We have shown in an earlier chapter how voluntary—that is, foreseeing—actions develop out of instincts. Sensations result from the instinctive action, are associated with those other impressions which called forth the instinctive response, can then be reproduced by them, and can themselves produce the action. When an action is thus foreseen, it is called voluntary. Such simple voluntary actions are then combined into complicated groups and chain-like progressions. The conscious result of the first movement calls up the idea of a further movement, its execution that of a third movement, and so on. Serial activities of this kind often go on for a long time; for example, walking, eating, dressing, writing, sewing, rowing. As experience of the relations between the external things and practice in the performance advance, such serial actions become more and more perfect in several respects. Their conscious anticipation is more and more extended, so that they may be adapted to very remote consequences, the occurrence of which is not expected until days or weeks afterward. They are more and more refined in that they adjust themselves accurately in direction, speed, and force to the special circumstances of each case. They are performed in less time and more economically; all detail movements which are either wrong or merely superfluous come to be entirely omitted.

That the conscious processes in voluntary movements tend toward simplification has been mentioned in [§ 10]. A whole series of movements, which was originally performed by each movement being consciously anticipated in order, is now performed without further consciousness as soon as the series has once begun. One fact, however, is highly interesting in this connection because it shows how the several movements of the series are actually caused. Although consciousness of all those anticipations of the movements is no longer required, the physiological sensory functions must run their course in the normal order or disturbances occur in the movement. This may be demonstrated in an animal by cutting all the sensory nerves of a limb, but carefully leaving all the motor nerves intact. The limb nevertheless appears paralyzed. A similar case in man has been described by Strümpell. A workman received a knife wound in the spinal cord. Complete recovery occurred, with the exception that the right hand and lower arm remained perfectly anesthetic: no kind of cutaneous or organic sensation was any longer perceived. The muscles of the hand and arm functioned almost normally. But movements, even very moderately complicated, could no longer be performed unless the man saw his hand and its movement. The illustration (figure 18) shows his behavior when requested to form a ring with his thumb and index finger. He could do this fairly well when permitted to look at his hand. Otherwise it was impossible, in spite of his will and the muscular capacity to perform this action. We see, then, that the peripheral impressions are necessary to bring about the several partial movements in this case of acquired serial activity, although these impressions have long ceased to become conscious whenever the act is done.

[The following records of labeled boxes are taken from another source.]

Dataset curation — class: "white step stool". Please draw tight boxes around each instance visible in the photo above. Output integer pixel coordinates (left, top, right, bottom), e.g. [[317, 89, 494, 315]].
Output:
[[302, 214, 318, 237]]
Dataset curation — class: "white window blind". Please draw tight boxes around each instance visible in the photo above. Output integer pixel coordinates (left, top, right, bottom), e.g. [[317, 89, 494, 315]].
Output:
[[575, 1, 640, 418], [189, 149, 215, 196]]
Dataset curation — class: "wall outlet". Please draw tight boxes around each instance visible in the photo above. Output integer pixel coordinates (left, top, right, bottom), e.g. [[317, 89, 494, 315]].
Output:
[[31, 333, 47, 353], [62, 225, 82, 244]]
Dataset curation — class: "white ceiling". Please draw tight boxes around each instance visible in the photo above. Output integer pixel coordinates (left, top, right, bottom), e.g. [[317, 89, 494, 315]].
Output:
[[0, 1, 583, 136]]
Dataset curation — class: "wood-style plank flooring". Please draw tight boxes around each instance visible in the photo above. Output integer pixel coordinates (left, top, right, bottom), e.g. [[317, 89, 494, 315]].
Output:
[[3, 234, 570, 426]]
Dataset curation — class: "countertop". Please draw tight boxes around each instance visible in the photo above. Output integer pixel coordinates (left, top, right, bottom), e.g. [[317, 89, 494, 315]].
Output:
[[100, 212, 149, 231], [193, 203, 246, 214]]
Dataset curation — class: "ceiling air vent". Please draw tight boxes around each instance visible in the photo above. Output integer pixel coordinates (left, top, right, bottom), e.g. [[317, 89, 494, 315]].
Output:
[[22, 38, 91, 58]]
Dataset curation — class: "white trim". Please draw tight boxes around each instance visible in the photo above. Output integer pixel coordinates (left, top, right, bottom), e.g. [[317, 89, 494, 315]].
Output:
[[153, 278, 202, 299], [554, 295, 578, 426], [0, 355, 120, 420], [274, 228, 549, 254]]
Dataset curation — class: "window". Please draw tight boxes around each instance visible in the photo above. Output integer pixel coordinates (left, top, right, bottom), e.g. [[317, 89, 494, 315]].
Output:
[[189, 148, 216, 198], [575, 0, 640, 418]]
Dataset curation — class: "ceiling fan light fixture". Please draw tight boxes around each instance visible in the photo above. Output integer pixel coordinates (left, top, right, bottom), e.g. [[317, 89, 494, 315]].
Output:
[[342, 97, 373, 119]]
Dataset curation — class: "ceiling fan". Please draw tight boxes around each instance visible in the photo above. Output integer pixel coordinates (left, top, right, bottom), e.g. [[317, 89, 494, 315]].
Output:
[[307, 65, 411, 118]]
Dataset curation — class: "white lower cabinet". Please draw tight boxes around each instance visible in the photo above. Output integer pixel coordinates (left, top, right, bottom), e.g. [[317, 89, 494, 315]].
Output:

When we anticipate a final result of an extended series of movements, it frequently happens that the movement which directly leads to that result is, for one cause or other, not immediately possible. Imagine that a person for the first time sees some one pulling a cork from a bottle, pouring some of the contents into a glass, and inviting him to drink. Seeing the bottle again calls up in his mind the idea of a delicious beverage and the movement of drinking. But drinking is impossible, for there is no glass, and the bottle is corked. In such a case the idea of the result, which because of its importance is being kept constantly in mind, unrolls the total series of ideas in the reverse order. It calls up first the thoughts directly preceding the final result, then the thoughts preceding these, and so on, until an idea is reached which can be realized by a movement. In our example the person becomes conscious of the idea of pulling the cork, of the corkscrew used for this purpose, the place where the corkscrew was found hanging, the movements of preparing it for the task, and a similar set of ideas for the glass; and he thus becomes able to carry out the whole series of movements which result in the taste of the beverage.

QUESTIONS

196. Give examples of serial activities of the foreseeing kind.